Dimanche 28 avril 2013, 10h30: assemblée générale de l'Association. - L'assemblée générale sera suivie (11h) d'une conférence par Mme Marie-Hélène MARGANNE (Université de Liège, CEDOPAL): La restauration des papyrus de l'Université de Liège.

 

Dimanche 9 juin 2013, 10h30: Luc DELVAUX (Conservateur, MRAH): L'«Art du Contour» et le dessin dans l'Égypte ancienne.

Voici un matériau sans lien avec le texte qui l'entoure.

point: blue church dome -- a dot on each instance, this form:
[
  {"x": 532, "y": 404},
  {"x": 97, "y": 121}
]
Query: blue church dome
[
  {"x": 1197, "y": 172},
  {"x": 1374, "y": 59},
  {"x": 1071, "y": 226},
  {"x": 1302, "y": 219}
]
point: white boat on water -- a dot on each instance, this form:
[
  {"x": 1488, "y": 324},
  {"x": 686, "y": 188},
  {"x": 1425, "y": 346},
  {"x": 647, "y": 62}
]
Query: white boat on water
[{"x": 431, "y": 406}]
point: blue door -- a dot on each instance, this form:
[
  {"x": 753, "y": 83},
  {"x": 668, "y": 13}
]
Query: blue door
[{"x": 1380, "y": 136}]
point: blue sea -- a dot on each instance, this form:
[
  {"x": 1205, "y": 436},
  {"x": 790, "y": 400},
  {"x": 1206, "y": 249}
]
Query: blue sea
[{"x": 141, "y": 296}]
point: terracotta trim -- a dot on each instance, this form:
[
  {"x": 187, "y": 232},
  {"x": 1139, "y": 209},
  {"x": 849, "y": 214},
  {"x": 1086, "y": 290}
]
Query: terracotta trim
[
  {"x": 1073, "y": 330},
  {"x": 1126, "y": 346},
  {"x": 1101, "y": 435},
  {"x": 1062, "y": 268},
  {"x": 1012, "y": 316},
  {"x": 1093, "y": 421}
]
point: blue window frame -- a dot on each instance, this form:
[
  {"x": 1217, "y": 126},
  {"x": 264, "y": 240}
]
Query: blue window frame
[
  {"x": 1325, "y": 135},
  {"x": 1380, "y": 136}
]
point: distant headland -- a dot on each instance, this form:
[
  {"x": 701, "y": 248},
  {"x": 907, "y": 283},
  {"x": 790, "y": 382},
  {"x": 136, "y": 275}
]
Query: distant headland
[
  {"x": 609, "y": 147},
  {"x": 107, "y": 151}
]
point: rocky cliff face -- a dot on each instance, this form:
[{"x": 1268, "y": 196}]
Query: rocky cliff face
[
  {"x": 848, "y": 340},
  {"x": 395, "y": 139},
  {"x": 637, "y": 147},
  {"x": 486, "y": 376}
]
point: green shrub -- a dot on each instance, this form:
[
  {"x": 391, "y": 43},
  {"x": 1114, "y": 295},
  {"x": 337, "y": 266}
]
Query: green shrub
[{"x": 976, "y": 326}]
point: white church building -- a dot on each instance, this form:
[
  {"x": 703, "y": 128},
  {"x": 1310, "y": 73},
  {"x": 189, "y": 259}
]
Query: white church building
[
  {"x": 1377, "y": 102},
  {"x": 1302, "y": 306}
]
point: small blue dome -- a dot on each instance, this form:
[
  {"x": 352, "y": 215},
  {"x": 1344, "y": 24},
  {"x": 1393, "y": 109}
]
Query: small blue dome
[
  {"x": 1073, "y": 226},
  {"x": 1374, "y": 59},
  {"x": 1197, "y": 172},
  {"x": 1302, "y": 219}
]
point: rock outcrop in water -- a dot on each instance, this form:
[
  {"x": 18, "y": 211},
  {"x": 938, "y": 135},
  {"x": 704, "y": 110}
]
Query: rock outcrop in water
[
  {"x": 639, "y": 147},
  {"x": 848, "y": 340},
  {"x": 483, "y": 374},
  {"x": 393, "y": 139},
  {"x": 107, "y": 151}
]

Dans l'Égypte ancienne, les dessinateurs et les peintres étaient appelés «scribes des contours», l'art graphique égyptien se définissant, avant tout par les tracés qui entourent les formes et les surfaces dans lesquelles les couleurs peuvent s'exprimer, avec toute la richesse de leurs nuances. L'exposition «L'art du contour», d'abord présentée au Musée du Louvre à Paris, sera accueillie aux Musées royaux d'Art et d'Histoire à partir du 12 septembre 2013. En soulignant l'importance du dessin dans la civilisation pharaonique, et en explorant ses conventions, ses techniques, ses fonctions et ses usages, elle conduit les visiteurs à la rencontre des artistes égyptiens, à travers leurs créations les plus libres et spontanées comme dans leurs œuvres plus officielles. Cette thématique suscite de multiples réflexions sur la notion d'«art» en Égypte ancienne, sur notre propre perception des créations égyptiennes, ainsi que sur la notion du beau, confrontée à la fonction des oeuvres élaborées par les artistes de la vallée du Nil.